Probably not, but, while Juha should confirm, I assume that part
of the origin of this text is that several other International
Standard identifiers, e.g., ISBNs, all hyphens and treat them as
optional.   It might be wise to reinforce the message that the
URN:NBN solution to the problems that causes is to clearly say
"no" and say that clearly enough that even those whose eyes
glaze over at ABNF will get the message.   Whether it is better
done by something like the sentences above or by saying "Hyphens
are prohibited by the ABFN, see Section XXXX" is, IMO, a matter
of editorial style and preference.

>> > Section 8
>> > 
>> >    John Klensin provided significant editorial and advisory
>> >    support for late versions of the draft.
>> > 
>> > Presumably that's "later versions"?
>> 
>> Yes.

I really don't care.  If one thinks this is an editorial
problem, leave it to the RFC Editor.  If one thinks it is
substantive, remember that, while this is a -00 draft, the I-D
itself has been through many iterations under other names, so it
depends on how you count because I had nothing to do with early
version of the I-D and at most only a reviewer/participant role
in RFC 3188.  If this were a different sort of document and I
cared, I could make a strong case that I've been involved enough
and have written enough text to be listed as a Contributor, but
I think the nature of this document is that it is better if Juha
is sole author without contributors other than Alfred. 

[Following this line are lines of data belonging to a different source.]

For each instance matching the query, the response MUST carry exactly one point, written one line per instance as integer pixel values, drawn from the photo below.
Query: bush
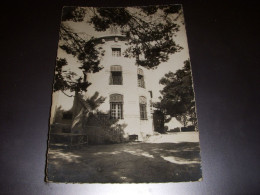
(104, 131)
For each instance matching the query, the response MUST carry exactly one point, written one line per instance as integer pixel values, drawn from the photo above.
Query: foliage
(103, 130)
(177, 95)
(83, 109)
(150, 32)
(68, 80)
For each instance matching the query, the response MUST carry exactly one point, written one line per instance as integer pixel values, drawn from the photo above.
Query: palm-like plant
(82, 109)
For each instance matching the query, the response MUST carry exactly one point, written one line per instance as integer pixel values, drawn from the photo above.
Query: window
(140, 77)
(116, 52)
(116, 106)
(116, 75)
(142, 104)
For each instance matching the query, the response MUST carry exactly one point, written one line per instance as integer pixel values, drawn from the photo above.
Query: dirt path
(126, 163)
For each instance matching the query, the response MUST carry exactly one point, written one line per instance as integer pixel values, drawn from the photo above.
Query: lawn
(134, 162)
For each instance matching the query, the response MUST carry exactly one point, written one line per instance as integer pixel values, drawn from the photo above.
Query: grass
(126, 163)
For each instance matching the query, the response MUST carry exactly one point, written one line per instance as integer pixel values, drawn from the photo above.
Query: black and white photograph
(123, 104)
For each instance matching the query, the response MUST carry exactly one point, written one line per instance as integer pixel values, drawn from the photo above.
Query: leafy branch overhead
(150, 32)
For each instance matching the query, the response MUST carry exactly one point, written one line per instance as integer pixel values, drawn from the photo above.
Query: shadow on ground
(126, 163)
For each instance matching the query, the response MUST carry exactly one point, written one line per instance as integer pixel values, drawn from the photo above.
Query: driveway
(135, 162)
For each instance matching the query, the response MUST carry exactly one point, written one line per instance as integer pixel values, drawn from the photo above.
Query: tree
(150, 32)
(178, 96)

FWIW, I can't see why attribution at this level should be an
IESG problem unless you have reason to believe that IPR rules
are being violated.

Finally, to avoid writing a separate note even though it will
make this a paragraph longer, I think several of the comments
you )Benjamin) and Adam have made make a strong case for a
clarifying update to RFC 8141.  In principle, I agree with that.
It is little surprise to me that new URN namespace proposals are
exposing issues that, if we had more ability to predict them,
would have been reflected in 8141 itself.  The difficulty with
such an update is that, at the time 8141 and 8254 were
completed, the URNBIS WG had run out of energy and was
developing a level of acrimony that made further progress
unlikely.  If we were to try to open 8141 to do a clarification,
I can just about guarantee that some of those who were the
sources of frustration that led to that acrimony would insist
that no document move forward until their pet issues and easy
solutions were addressed.  That, in turn, would result in a
situation like the i18n one, only with less downside if the
issues are not addressed and more issues that soul require
solving fundamental philosophical disagreements in IETF
community. I can't recommend going there, but it doesn't seem to
me that trying to clarify 9141 by text in a single namespace
definition is the solution either.

best,
     john